Calculating Cloud VM CPU Carbon Emissions

Gabi Beyer | Feb 28, 2024| Green Software Methodologies Cloud Native Calculations

Like many others, we at re:cinq have been attempting to measure energy consumption of virtualized services running on cloud providers. I mean… how else is one going to reduce carbon emissions if they cannot be measured to begin with?

While discussing our work, someone said, “Well, it should be simple, all you need is the total energy consumption and you can calculate it.” While they’re not wrong, the lack of transparency, data, and access from cloud providers makes getting accurate energy consumption values near impossible. Thus, causing most data, and results to comprise of approximations, which is why we are hoping to contribute and iterate on the endeavors.

Our goal is to provide real-time analytics on cloud service carbon emissions that adhere to OpenTelemetry specification. We are working towards building upon existing efforts and are hoping to learn, make a difference, and contribute to the initiative.

https://github.com/re-cinq/cloud-carbon

Measuring

In my previous post I measured the energy consumption of my laptop at various CPU utilizations to see the carbon emissions (or CO₂e) being emitted. When calculating energy consumption of personal machines, it is possible to utilize hardware and kernel features.

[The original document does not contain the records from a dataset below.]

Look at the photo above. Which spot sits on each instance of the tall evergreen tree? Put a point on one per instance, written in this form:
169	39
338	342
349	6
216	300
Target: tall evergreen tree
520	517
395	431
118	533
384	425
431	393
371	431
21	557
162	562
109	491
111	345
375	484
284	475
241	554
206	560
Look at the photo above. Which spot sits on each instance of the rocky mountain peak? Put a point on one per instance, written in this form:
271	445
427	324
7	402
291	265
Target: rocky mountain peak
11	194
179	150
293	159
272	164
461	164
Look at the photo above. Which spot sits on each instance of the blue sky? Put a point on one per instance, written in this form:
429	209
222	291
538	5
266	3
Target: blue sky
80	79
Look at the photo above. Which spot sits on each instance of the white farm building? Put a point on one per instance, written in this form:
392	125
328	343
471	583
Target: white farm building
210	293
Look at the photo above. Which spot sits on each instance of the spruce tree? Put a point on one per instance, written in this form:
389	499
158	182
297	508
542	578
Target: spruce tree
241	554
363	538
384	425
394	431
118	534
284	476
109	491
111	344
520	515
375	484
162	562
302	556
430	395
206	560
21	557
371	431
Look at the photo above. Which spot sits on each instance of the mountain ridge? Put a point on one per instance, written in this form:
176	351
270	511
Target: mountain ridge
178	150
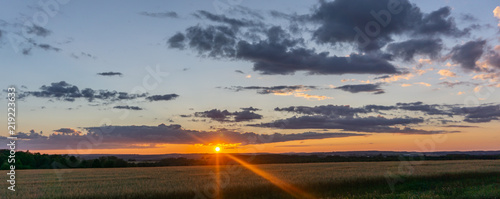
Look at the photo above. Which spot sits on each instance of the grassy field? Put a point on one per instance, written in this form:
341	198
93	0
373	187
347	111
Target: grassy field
424	179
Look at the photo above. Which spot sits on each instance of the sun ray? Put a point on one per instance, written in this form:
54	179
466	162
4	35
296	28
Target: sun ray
292	190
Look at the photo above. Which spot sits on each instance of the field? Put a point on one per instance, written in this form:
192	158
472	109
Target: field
423	179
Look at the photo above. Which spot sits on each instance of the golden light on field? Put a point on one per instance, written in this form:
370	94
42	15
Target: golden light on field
292	190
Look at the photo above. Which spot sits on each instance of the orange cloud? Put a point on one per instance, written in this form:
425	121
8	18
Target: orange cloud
394	78
496	13
423	83
307	96
446	73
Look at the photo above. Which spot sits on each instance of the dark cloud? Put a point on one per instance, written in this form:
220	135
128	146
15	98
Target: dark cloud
48	47
272	89
493	59
131	136
38	31
67	131
224	19
277	52
110	74
326	110
467	54
453	84
165	97
461	126
406	50
67	92
440	22
375	88
367	124
430	109
468	17
211	41
136	108
370	25
31	135
271	58
250	109
358	118
215	114
160	14
225	116
480	114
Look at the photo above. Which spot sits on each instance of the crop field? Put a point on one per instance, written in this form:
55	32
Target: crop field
418	179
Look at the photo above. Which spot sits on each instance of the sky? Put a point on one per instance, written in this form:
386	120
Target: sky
156	77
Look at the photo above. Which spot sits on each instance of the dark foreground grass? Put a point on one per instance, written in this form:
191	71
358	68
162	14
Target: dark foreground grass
447	185
428	179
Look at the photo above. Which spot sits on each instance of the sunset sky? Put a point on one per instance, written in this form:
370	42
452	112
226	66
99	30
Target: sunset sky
157	77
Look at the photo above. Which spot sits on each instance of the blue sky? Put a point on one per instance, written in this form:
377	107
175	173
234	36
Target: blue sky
69	46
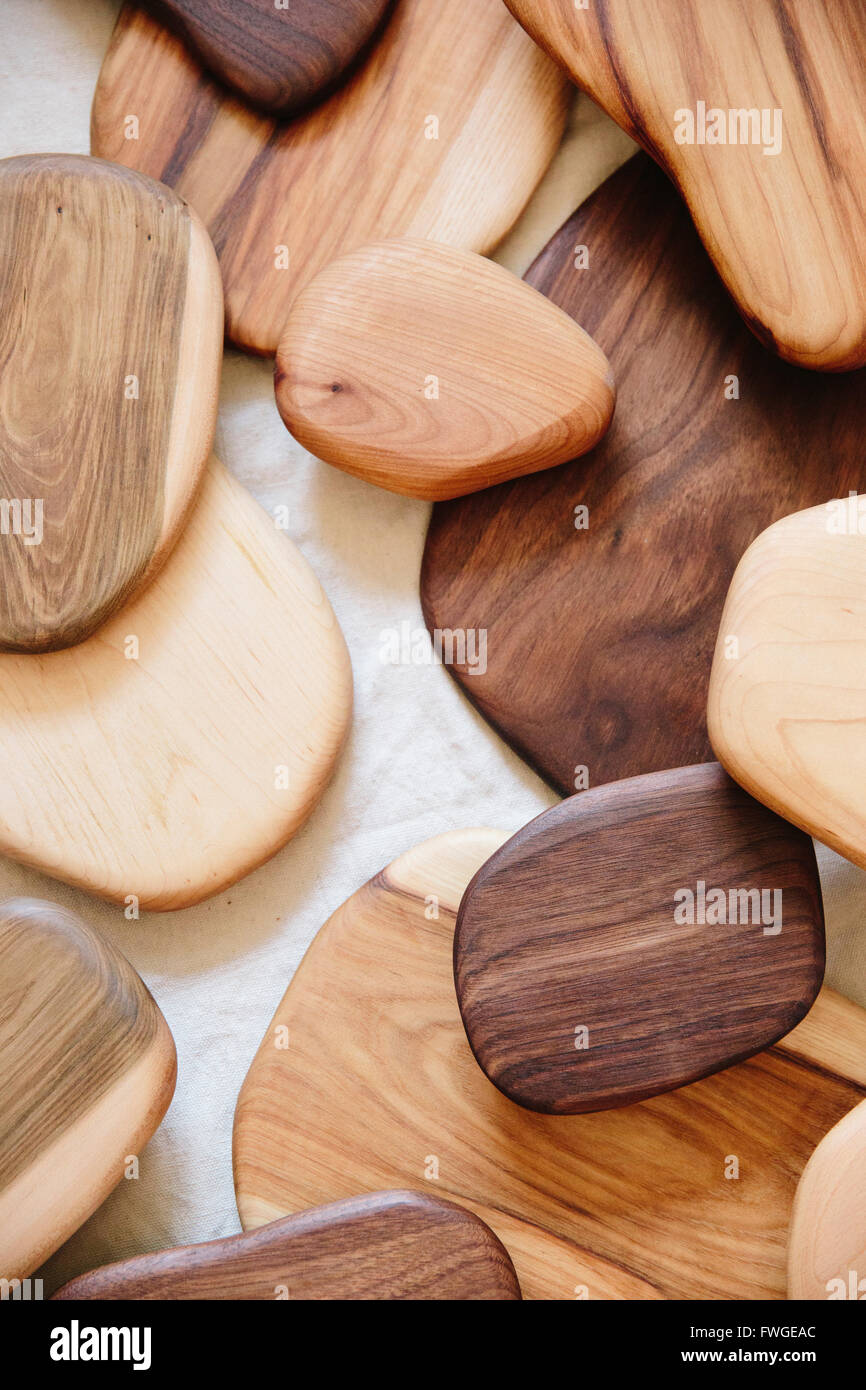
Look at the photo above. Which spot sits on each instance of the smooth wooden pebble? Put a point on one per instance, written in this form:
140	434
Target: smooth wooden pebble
433	371
86	1072
110	352
385	1246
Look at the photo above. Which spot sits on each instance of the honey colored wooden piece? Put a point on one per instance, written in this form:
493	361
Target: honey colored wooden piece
635	938
827	1246
384	1246
712	439
86	1073
626	1204
755	110
110	349
787	701
442	134
278	59
189	738
434	371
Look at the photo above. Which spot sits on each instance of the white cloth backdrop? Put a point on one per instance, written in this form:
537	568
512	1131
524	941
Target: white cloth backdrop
419	761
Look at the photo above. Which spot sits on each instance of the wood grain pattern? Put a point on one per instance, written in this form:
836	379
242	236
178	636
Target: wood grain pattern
433	371
581	980
277	59
384	1246
787	701
173	767
378	1089
680	485
787	228
86	1072
110	350
827	1246
357	168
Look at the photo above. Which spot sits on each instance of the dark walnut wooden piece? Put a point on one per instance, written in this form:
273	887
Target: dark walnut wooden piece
588	979
277	59
601	640
384	1246
110	350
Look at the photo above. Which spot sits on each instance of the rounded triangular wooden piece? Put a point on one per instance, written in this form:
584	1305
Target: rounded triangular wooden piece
86	1073
433	371
384	1246
278	56
740	103
442	134
184	742
687	1196
619	563
635	938
110	352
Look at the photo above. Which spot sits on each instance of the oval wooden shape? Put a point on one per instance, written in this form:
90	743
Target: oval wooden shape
442	134
433	371
780	203
628	1204
189	738
110	353
277	59
827	1247
384	1246
688	474
787	701
86	1072
635	938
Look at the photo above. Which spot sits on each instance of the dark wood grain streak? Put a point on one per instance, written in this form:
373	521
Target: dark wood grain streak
573	925
278	60
601	640
382	1246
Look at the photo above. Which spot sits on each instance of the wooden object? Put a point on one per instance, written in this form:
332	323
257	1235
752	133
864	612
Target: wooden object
787	702
741	104
827	1247
277	59
186	741
635	938
86	1073
110	350
378	1087
434	371
384	1246
442	134
601	626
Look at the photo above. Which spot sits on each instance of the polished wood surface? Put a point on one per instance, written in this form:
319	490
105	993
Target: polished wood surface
378	1087
442	134
182	744
86	1073
601	635
635	938
787	701
433	371
384	1246
827	1244
780	202
110	350
280	59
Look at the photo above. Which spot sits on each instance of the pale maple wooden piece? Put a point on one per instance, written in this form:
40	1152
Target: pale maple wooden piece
382	1246
378	1082
86	1072
434	373
174	773
367	164
787	699
787	231
827	1246
110	352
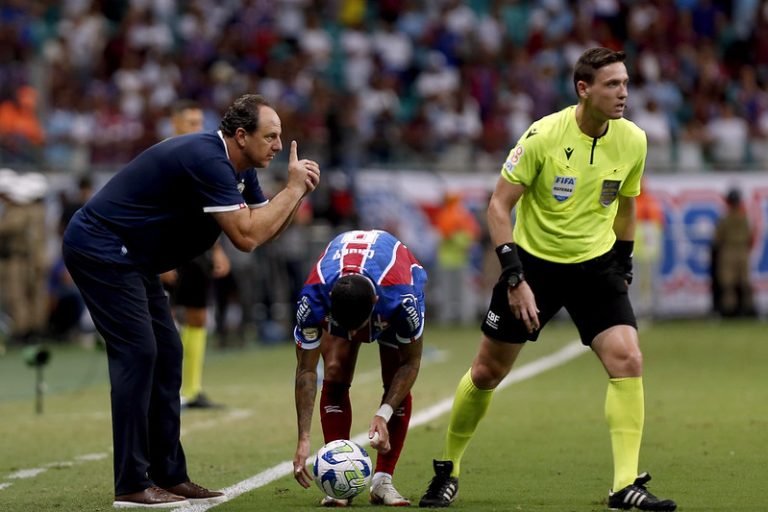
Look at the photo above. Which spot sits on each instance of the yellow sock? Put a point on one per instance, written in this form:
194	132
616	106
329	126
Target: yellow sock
193	339
625	414
469	406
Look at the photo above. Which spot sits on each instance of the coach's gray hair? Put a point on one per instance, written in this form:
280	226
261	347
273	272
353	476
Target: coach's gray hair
243	113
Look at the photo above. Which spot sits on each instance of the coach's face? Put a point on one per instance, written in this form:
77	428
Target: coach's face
261	146
606	97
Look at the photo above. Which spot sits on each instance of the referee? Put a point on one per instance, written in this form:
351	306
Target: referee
572	179
165	207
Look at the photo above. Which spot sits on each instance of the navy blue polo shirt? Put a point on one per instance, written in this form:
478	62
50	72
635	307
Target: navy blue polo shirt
156	211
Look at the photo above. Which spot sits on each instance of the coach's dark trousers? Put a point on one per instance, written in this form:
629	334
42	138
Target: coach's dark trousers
132	313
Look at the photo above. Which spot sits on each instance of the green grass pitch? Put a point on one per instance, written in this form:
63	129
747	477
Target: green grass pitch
542	447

For example: A wattage reader can be plugged into the wall to measure total power of the machine, or performance counters, like Intel’s Running Average Power Limit - RAPL can be accessed to read energy data from Model Specific Registers - MSRs .

However, when working with virtualization technologies, assessing the overall power consumption of the host system lacks insight, as the virtual machine typically utilizes only a fraction of the total energy. Additionally, not all Cloud Providers expose the MSRs utilized by RAPL to gather energy metrics, and if they do, it’s not easily available via tooling, and users must access the data from the process family specific address spaces, making it non-trivial and time consuming. Thus, in order to get total operational consumption of virtual machines, an aggregation of the utilized resources must be performed. Specifically: CPU, memory, storage, and networking, with CPU and memory being of the highest utilization factors.

Teads

After much research, we decided to utilize and expand on the Teads dataset estimations. We found their data and calculations to be meticulous and methodically curated . They have gathered server specifications and their correlating energy consumption of Amazon EC2 instances by assuming a converting factor on vCPUs based on hardware level consumption of similar infrastructure. Their dataset consists of EC2 instances, server/platform specifications, bare metal power profiles, and ratio data for various component families.

We have stored the Amazon EC2 instance data from Teads as a YAML file that we read into our code base to calculate emissions.

I highly recommend reading their blog posts for an informative explanation of how the data is collected and calculated:

Calculating CPU VM Carbon Emissions

To calculate carbon equivalent emissions (CO2e) , we first need to calculate the CPU energy consumption of the Cloud VM. To do this, we use the equation:

CPUEnergy(kWh) = usage(kW) * vCPUHours(h)

Where usage is the CPU utilization measured in kilowatts, and vCPUHours is the virtual CPU hours over an interval of time.

Then to get the Carbon Emission Equivalent we use:

CPUCO2e(gCO2e/kWh) = CPUEnergy(kWh) * PUE * gridFactor(gCO2e/kWh)

Where PUE is the Power Usage Effectiveness and gridFactor is the grid carbon intensity of the Data Center region.

So the entire equation is:

CPUCO2e = usage * vCPUHours * PUE * gridFactor

I will go into more detail of each element in the equation, and use the example of calculating the carbon emissions of an AWS EC2 t3.micro instance running at 27% utilization for 5 minutes in the eu-north-1 region.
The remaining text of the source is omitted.